Fewer people are attending cultural events says new analysis by the National Endowment for the Arts.
Miller-McClune reports:
Omnivores — defined by sociologists as people who regularly participate in a broad range of cultural activities — represent a small minority of the population, but a large portion of the arts audience. In a new analysis recently released by the National Endowment for the Arts, author Mark J. Stern concludes that this engaged, energetic group is both shrinking in size and becoming less active.
Stern, a professor of social policy and practice at the University of Pennsylvania, describes this trend as “a double blow” to the nation’s arts organizations. In Age and Arts Participation: A Case Against Demographic Destiny, he argues the largely unexplained diminution of this group is a key reason attendance at arts events continues to dwindle.

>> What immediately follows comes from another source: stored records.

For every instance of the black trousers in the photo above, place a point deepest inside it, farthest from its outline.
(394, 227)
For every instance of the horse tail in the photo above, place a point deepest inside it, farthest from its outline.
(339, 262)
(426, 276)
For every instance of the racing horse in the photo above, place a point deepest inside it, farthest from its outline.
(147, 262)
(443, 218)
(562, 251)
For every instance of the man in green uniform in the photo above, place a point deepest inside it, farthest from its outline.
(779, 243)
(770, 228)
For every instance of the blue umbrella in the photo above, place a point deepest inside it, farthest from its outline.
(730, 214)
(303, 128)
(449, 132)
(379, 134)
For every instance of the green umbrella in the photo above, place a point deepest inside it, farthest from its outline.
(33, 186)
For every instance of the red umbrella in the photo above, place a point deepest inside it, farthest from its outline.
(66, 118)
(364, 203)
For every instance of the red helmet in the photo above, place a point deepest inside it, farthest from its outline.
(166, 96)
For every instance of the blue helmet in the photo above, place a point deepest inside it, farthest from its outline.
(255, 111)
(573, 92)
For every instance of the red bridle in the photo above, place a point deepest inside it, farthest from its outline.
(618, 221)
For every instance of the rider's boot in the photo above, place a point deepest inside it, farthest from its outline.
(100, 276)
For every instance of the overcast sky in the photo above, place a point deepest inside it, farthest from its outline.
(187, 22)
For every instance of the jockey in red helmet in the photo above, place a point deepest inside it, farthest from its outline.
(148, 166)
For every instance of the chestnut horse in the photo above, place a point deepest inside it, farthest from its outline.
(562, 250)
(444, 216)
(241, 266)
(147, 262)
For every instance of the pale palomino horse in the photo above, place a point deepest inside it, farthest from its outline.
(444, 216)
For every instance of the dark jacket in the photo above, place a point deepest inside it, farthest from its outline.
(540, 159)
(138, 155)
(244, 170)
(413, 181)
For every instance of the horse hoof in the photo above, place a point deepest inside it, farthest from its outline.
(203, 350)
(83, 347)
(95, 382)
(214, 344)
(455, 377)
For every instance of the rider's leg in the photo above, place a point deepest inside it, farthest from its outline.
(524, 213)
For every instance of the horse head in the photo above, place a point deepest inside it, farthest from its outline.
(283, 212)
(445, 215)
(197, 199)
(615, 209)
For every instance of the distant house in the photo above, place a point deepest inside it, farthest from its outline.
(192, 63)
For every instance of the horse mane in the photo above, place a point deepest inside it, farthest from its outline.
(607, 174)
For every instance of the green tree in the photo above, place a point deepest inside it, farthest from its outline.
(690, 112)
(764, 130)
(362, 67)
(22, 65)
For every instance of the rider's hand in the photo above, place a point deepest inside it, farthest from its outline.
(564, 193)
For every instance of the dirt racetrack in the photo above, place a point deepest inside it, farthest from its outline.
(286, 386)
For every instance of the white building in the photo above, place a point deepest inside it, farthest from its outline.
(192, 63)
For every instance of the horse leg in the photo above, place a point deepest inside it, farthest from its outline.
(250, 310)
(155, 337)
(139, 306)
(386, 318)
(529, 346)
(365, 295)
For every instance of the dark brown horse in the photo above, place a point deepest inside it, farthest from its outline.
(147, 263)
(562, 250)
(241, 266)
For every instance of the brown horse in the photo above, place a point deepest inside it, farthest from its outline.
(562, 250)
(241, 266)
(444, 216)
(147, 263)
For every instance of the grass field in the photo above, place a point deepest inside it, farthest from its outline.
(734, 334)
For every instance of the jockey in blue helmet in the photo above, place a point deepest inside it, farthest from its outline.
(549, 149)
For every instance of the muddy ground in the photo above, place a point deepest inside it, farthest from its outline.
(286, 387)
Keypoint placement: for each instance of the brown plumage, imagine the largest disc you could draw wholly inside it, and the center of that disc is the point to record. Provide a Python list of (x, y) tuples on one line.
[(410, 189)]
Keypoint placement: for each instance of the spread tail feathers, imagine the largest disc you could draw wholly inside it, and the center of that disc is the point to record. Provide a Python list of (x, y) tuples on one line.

Stern notes that, in recent decades, there has been “a precipitous decline in attendance” at art museums, plays, operas, dance performances, and concerts of both jazz and classical music. According to NEA statistics, classical music attendance has declined at a 29 percent rate since 1982, with the steepest drop occurring form 2002 to 2008….
I’d hazard the guess that the omnivores spurred the survival of the arts not only in their attendance, but also in their working behind the scenes to support the arts.
Are you experiencing anything like this in terms of attendance in your church, that is, the “engaged, energetic group is both shrinking in size and becoming less active”? I sense such a pattern in churches, but perhaps it has always felt like that.